《Mali OpenCL SDK v1.1.0》教程樣例之四“圖像對象”

介紹

　　紋理(圖像)是現代圖像應用的很大一部分。正因爲如此，圖形硬件已經發展到允許高訪問性能地對紋理進行訪問和操作。爲充分使用這一硬件，OpenCL包括了一個可選的圖像數據類型。這些"圖像對象"在所有Mali-T600系列GPU上受到支持。圖像代表大型數據網格，可以並行地被處理。正應爲如此，圖像數據和圖像操作通常非常適合在OpenCL中做加速。圖像數據有兩種方式可以被OpenCL存儲和操作：緩衝區對象和圖像對象。

內存緩衝區

　　內存緩衝區只是數據的普通數組。因爲它們適合所有類型的數據(例如，圖像，網格，線性陣列等)，各種圖像操作是困難的。

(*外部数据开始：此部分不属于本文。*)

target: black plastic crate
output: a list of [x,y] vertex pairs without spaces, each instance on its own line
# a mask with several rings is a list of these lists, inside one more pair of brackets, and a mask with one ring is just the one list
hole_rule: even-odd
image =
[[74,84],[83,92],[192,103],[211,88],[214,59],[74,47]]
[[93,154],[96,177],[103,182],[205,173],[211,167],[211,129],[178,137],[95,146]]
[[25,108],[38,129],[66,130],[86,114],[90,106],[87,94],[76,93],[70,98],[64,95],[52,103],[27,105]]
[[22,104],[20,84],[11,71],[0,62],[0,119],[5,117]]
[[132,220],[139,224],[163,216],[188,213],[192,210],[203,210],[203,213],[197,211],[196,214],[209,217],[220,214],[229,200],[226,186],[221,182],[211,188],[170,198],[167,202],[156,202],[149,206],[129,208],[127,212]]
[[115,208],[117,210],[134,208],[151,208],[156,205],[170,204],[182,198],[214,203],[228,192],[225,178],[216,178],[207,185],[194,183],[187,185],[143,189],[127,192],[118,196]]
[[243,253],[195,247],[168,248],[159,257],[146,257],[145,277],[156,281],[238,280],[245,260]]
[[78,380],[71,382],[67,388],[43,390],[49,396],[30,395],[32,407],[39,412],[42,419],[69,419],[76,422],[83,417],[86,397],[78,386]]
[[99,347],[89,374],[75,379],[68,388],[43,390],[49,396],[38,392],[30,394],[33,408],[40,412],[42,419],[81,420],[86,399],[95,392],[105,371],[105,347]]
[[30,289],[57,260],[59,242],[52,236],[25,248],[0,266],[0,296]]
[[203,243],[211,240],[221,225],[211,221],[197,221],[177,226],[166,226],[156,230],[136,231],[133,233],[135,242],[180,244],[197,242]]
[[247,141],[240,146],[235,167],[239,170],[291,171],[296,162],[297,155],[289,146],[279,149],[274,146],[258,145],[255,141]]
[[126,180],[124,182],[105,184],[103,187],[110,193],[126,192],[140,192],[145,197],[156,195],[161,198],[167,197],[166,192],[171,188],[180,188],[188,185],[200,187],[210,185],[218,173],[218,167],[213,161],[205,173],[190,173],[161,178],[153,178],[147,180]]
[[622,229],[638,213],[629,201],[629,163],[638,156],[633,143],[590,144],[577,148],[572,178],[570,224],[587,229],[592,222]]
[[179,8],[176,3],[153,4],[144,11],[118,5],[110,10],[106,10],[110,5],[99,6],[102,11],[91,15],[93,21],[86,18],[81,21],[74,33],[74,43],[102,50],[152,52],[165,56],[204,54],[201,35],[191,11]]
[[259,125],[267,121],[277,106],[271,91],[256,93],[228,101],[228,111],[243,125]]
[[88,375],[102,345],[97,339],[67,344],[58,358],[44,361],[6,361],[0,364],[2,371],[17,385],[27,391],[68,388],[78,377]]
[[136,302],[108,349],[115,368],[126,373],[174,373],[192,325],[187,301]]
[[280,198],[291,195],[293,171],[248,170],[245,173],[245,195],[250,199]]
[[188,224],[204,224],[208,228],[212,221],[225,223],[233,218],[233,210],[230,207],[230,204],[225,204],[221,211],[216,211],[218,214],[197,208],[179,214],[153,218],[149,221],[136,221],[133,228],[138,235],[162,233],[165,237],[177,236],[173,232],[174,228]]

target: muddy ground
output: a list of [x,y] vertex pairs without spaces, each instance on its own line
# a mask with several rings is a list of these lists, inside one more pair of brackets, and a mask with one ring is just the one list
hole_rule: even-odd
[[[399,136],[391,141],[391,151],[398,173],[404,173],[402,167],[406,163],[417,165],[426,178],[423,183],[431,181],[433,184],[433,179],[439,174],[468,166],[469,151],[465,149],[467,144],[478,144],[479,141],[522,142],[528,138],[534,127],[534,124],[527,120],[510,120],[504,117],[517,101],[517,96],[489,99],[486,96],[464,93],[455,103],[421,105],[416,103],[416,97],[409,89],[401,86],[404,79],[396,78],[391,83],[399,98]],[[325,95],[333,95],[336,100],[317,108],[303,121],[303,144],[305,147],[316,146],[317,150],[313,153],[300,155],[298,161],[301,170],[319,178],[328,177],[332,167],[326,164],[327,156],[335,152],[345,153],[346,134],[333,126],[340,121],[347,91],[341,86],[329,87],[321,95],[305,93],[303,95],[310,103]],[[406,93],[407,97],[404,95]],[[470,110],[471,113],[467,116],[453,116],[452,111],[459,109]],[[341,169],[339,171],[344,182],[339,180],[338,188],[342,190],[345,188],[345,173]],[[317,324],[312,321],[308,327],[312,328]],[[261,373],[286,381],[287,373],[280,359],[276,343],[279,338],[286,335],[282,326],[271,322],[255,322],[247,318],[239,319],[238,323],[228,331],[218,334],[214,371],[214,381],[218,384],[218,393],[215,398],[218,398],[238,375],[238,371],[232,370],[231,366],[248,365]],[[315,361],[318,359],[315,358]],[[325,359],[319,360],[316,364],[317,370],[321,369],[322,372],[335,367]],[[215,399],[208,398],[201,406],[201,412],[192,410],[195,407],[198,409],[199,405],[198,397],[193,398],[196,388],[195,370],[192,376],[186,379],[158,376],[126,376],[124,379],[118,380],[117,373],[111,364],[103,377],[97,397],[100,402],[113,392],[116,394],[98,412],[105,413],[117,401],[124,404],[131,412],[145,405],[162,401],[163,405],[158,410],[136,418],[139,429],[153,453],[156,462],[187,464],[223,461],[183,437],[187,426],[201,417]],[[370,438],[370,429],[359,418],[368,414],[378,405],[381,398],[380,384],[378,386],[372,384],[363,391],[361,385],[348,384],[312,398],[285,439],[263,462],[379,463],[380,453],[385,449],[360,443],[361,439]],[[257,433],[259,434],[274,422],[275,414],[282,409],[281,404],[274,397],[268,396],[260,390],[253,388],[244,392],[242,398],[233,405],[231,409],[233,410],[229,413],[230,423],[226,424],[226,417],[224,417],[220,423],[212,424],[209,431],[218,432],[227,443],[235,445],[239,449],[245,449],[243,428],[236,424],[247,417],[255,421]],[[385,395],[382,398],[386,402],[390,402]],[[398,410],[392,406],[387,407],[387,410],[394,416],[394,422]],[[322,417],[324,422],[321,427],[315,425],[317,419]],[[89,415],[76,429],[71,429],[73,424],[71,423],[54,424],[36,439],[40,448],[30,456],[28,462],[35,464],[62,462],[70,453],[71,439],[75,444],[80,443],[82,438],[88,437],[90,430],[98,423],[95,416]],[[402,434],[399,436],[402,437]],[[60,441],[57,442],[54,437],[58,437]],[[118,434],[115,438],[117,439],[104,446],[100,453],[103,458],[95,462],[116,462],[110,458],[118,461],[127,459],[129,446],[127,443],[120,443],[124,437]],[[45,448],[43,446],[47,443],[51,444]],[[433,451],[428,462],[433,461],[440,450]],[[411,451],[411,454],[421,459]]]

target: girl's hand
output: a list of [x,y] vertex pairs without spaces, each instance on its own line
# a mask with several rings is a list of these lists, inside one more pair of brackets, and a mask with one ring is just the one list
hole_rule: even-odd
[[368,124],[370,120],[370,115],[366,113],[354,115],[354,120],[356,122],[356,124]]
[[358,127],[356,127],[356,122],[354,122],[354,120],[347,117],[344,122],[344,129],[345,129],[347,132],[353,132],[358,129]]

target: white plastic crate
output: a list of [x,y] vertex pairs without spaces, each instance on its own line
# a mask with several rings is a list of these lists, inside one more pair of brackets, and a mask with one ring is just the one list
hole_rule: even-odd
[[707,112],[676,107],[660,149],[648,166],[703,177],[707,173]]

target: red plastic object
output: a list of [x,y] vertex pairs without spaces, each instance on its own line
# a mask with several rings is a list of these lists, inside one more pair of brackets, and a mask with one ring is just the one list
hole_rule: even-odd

　　　　> 爲了在一個給定的座標訪問數據，你必須計算正確的數據偏移；

　　　　> 你必須使用確切的座標來訪問你的數據，或者爲歸一化(或者其它)座標實現你自己的訪問方式；

　　　　> 你也必須處理座標在圖像區域之外的情況；

　　　　> 任何算法或優化通常根據所使用的圖像格式固定，例如RGB888(如果你需要修改圖像格式，算法/優化必須修改)；

　　　　> 圖像濾波（如雙線性過濾）必須手動完成。

圖像對象

　　圖像對象是一種特殊的內存類型，它使得對圖像數據的工作更加容易。圖像對象：

　　　　> 支持直接通過座標訪問；

　　　　> 支持歸一化的座標；

　　　　> 處理超出範圍的座標(你可以從不同的處理方案選擇)；

　　　　> 提供一個抽象圖像格式(訪問RGB888圖像與訪問RGB565圖像是一樣的)；

　　　　> 支持雙線性過濾(通過硬件加速)。

建議

　　是否使用圖像對象取決於應用。你必須考慮下列因素：

　　　　> 爲圖像數據使用圖像對象，簡化了訪問與操作數據的需要的代碼；

　　　　> 當使用圖像對象時，在一個時鐘週期裏只能有一個像素被處理。當使用緩衝區時，如果你的圖像格式是每通道少於32位的，你可以在每個時鐘週期裏處理多個像素。

　　　　例如，如果你的圖像格式是RGB8888（每個像素是32位），使用緩衝區，你可以向量化你的算法，一次操作4個像素（32-bit * 4 = 128-bit，Mali-T600系列GPU推薦的圖像寬度），但是對於圖像對象，速度固定在一個時鐘週期一個像素點。

　　　　如果格式是每通道32位或更多，那麼緩衝區的優勢就沒有了，因爲兩種方式都是一個時鐘週期一個像素。例如，如果格式是RGBA32（每個像素128位），每個時鐘週期只有一個像素可以被處理，因爲一個像素填滿了推薦的向量寬度。

　　　　>在更復雜的情況，最大的性能來自於整個系統的負載均衡。在Mali-T600系列GPU上，圖像對象使用紋理流水線，這是獨立於加載/存儲和算術流水線的。因此，同時使用圖像對象和緩衝區可能是有益的，以最大限度地利用該系統。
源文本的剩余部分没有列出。